L.V : Pourquoi ce titre, Gratter la pénombre ?
A.L.: Le titre est là depuis longtemps et je n’ai pas voulu le changer. Je suis toujours dans les mêmes préoccupations esthétiques et sociales que dans Le cri des méduses. On est dans une période assez tendue, on est au point de non-retour et il faut faire quelque chose. Est-ce qu’on va dans un mur ou est-ce qu’on fait en sorte que les choses changent? Je souhaitais donc rester dans cette idée de partager un cri du monde. Et chaque interprète le fait à sa façon.
Pour cette pièce, je travaille avec des interprètes qui sont là depuis les débuts de la compagnie. J’ai voulu aller en eux-mêmes, gratter un peu la pénombre, partager quelque chose d’intime. Le but est de pouvoir démanteler cette profondeur pour en faire sortir une lumière.
L.V : Dans Le cri des méduses, tu as créé pour neuf interprètes sur une grande scène. Cette fois-ci, tu as choisi de créer quatre solos dans un espace plus restreint et intime. Quelles différences y a-t-il entre créer pour un groupe et créer pour une seule personne?
A.L : C’est extrêmement différent. Tout est différent en fait au niveau de l’écriture chorégraphique. Lorsqu’on travaille avec un groupe, on a toute sorte de possibilités, notamment les effets de masse ou encore les constructions de duo, de trio etc… Alors que dans Gratter la pénombre, l’individu est seul dans son propre espace. Il y a une sorte d’effort et de labeur qui s’installe, car ils sont seuls dans l’arène. On ne voit qu’eux.
Aussi, le dialogue est vraiment différent. On rentre beaucoup plus en profondeur sur certains éléments. J’ai travaillé avec des interprètes qui connaissent l’univers de la compagnie et qui me font confiance. Il y a eu beaucoup d’échanges. On cherche vraiment à rentrer au cœur d’une petite histoire intime et c’est tout un défi.
L.V : Votre pièce sert-elle d’exutoire aux interprètes ?
A.L : Je pense que oui d’une certaine façon. Rien qu’avec la notion du temps. Le fait d’avoir 10-15 minutes, le fait d’avoir à défendre ce dire-là, il y a une forme d’exutoire là-dedans. Un solo, c’est toujours court. Même dans une pièce longue comme Le cri des méduses, les solos aussi étaient courts, mais ils faisaient partie d’un tout.
Ici, le spectateur est autorisé à s’attarder sur une seule et même personne. Il y a une forme de dépassement de soi-même pendant un solo. À la fin du temps, ça exulte quelque chose.
Mais il reste qu’ils sont quatre. Ce n’est pas un solo d’une heure.

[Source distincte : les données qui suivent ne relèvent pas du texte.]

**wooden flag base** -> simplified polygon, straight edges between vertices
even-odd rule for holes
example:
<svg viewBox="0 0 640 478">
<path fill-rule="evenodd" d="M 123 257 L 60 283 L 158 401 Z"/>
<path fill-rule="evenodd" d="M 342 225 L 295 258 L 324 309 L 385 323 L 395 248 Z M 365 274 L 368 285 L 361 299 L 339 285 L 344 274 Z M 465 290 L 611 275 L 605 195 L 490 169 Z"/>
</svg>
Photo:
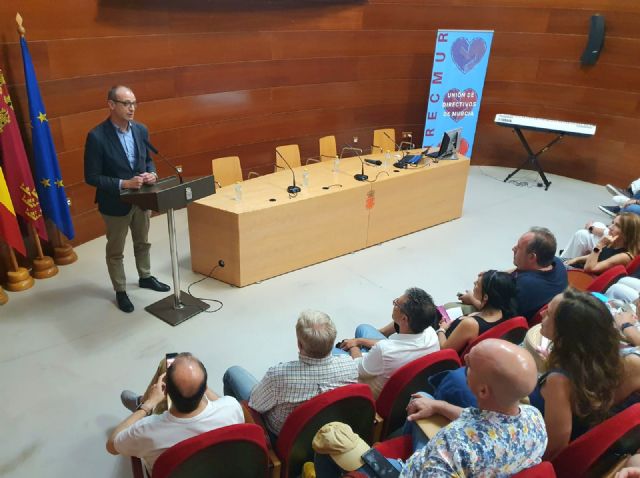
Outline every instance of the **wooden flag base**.
<svg viewBox="0 0 640 478">
<path fill-rule="evenodd" d="M 66 266 L 77 261 L 78 255 L 71 247 L 71 244 L 63 244 L 53 248 L 53 260 L 59 266 Z"/>
<path fill-rule="evenodd" d="M 29 271 L 24 267 L 18 267 L 16 271 L 7 272 L 5 287 L 11 292 L 20 292 L 33 287 L 33 283 L 33 277 L 29 275 Z"/>
<path fill-rule="evenodd" d="M 33 260 L 33 277 L 36 279 L 48 279 L 58 273 L 58 267 L 49 256 L 36 257 Z"/>
</svg>

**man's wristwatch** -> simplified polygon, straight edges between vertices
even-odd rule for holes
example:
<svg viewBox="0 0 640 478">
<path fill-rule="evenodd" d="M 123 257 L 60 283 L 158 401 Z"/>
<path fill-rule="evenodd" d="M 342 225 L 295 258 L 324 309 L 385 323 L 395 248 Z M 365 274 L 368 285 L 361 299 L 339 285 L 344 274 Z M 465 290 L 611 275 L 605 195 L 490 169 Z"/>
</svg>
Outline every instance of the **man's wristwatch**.
<svg viewBox="0 0 640 478">
<path fill-rule="evenodd" d="M 140 405 L 138 405 L 138 408 L 136 408 L 136 410 L 142 410 L 144 413 L 147 414 L 147 416 L 150 416 L 153 413 L 153 408 L 149 407 L 145 407 L 144 403 L 141 403 Z"/>
</svg>

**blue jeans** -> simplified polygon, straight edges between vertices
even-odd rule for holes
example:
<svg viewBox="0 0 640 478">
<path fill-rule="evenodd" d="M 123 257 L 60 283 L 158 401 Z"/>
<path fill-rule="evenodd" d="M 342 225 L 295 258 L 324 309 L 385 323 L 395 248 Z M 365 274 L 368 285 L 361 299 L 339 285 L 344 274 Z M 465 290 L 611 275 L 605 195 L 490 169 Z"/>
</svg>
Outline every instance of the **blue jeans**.
<svg viewBox="0 0 640 478">
<path fill-rule="evenodd" d="M 376 329 L 373 325 L 360 324 L 356 327 L 355 338 L 385 340 L 387 337 L 385 337 L 384 334 L 380 333 L 380 331 Z M 366 352 L 369 349 L 367 347 L 360 347 L 360 350 L 362 350 L 363 352 Z M 338 347 L 334 347 L 331 354 L 332 355 L 349 355 L 349 352 L 342 350 Z"/>
<path fill-rule="evenodd" d="M 402 471 L 402 466 L 398 460 L 387 458 L 387 461 L 391 463 L 391 466 L 396 470 Z M 339 478 L 346 473 L 342 468 L 336 465 L 329 455 L 320 455 L 316 453 L 313 458 L 313 465 L 316 469 L 317 478 Z M 356 471 L 374 478 L 378 476 L 368 465 L 363 465 Z"/>
<path fill-rule="evenodd" d="M 237 365 L 230 367 L 222 377 L 223 393 L 237 400 L 249 400 L 258 380 L 247 370 Z"/>
</svg>

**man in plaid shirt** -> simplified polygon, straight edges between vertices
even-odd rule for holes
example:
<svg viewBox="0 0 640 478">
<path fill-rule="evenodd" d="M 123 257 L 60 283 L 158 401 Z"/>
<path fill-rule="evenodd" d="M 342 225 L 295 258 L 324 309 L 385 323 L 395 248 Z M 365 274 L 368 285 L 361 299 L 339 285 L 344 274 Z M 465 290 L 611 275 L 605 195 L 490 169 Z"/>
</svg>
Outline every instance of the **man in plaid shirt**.
<svg viewBox="0 0 640 478">
<path fill-rule="evenodd" d="M 303 311 L 296 336 L 298 360 L 270 367 L 260 382 L 238 366 L 223 377 L 224 394 L 249 400 L 249 406 L 263 414 L 267 428 L 276 436 L 300 403 L 358 381 L 358 366 L 351 357 L 331 355 L 336 326 L 327 314 Z"/>
</svg>

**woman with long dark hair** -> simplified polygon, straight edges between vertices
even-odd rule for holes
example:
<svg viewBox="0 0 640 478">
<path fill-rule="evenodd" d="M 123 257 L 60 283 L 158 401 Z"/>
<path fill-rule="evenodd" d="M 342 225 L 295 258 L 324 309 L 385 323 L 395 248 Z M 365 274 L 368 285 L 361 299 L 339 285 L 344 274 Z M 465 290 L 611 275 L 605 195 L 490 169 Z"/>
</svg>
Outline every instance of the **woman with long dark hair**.
<svg viewBox="0 0 640 478">
<path fill-rule="evenodd" d="M 549 303 L 541 333 L 553 345 L 530 396 L 544 415 L 551 459 L 569 442 L 634 401 L 640 357 L 620 354 L 620 333 L 603 302 L 567 289 Z"/>
<path fill-rule="evenodd" d="M 462 352 L 469 342 L 516 313 L 516 283 L 506 272 L 489 270 L 478 274 L 473 296 L 480 301 L 478 312 L 450 323 L 440 322 L 437 332 L 441 349 Z"/>
</svg>

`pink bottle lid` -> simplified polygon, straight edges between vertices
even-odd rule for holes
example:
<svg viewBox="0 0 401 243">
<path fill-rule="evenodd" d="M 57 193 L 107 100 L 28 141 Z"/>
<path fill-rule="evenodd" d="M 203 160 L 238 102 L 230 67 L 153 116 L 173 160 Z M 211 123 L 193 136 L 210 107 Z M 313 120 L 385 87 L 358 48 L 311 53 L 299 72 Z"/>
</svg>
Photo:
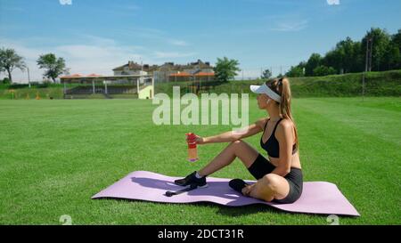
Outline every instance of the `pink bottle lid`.
<svg viewBox="0 0 401 243">
<path fill-rule="evenodd" d="M 185 134 L 188 139 L 188 148 L 194 149 L 196 148 L 196 135 L 193 133 Z"/>
</svg>

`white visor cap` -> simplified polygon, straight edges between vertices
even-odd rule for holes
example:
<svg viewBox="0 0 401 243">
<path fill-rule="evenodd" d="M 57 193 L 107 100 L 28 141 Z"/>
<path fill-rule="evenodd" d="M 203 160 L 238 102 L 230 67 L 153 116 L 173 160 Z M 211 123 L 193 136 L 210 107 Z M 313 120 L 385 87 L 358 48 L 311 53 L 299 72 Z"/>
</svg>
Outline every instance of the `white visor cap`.
<svg viewBox="0 0 401 243">
<path fill-rule="evenodd" d="M 282 96 L 278 95 L 275 92 L 274 92 L 271 88 L 269 88 L 266 84 L 262 85 L 250 85 L 250 91 L 256 93 L 266 93 L 267 96 L 272 98 L 277 102 L 282 101 Z"/>
</svg>

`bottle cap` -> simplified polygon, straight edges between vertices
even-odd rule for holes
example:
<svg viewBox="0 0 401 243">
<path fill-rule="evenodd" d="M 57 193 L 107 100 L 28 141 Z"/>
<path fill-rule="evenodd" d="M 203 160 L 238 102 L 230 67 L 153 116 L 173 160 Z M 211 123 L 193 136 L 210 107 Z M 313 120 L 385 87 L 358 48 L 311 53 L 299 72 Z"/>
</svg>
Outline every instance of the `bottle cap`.
<svg viewBox="0 0 401 243">
<path fill-rule="evenodd" d="M 196 135 L 193 133 L 188 133 L 185 134 L 187 139 L 188 139 L 188 148 L 193 149 L 196 148 Z"/>
</svg>

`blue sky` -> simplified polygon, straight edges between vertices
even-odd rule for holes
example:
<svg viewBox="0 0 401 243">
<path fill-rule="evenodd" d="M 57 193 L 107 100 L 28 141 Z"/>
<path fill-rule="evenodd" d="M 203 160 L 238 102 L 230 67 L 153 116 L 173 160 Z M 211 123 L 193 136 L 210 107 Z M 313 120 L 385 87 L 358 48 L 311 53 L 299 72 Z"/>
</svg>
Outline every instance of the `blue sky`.
<svg viewBox="0 0 401 243">
<path fill-rule="evenodd" d="M 128 60 L 150 64 L 237 59 L 245 77 L 283 71 L 371 27 L 401 28 L 399 0 L 0 0 L 0 46 L 14 48 L 41 80 L 36 60 L 53 53 L 71 73 L 112 74 Z M 16 81 L 26 73 L 14 71 Z M 241 73 L 240 74 L 240 76 Z"/>
</svg>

Ça pourrait d’ailleurs être une autre grande forme, une prochaine étape peut-être avec le solo complet d’une personne…
L.V : Par quel moyen êtes-vous entré dans la création avec chacun des interprètes ? Quelle était la base du processus de création?
A.L : Le point de départ en studio, c’était « qu’est-ce qu’on fait ? Est-ce qu’on revient en arrière? Y a-t-il un sujet en particulier que tu voudrais traiter ? » Donc l’essence de la création partait d’eux.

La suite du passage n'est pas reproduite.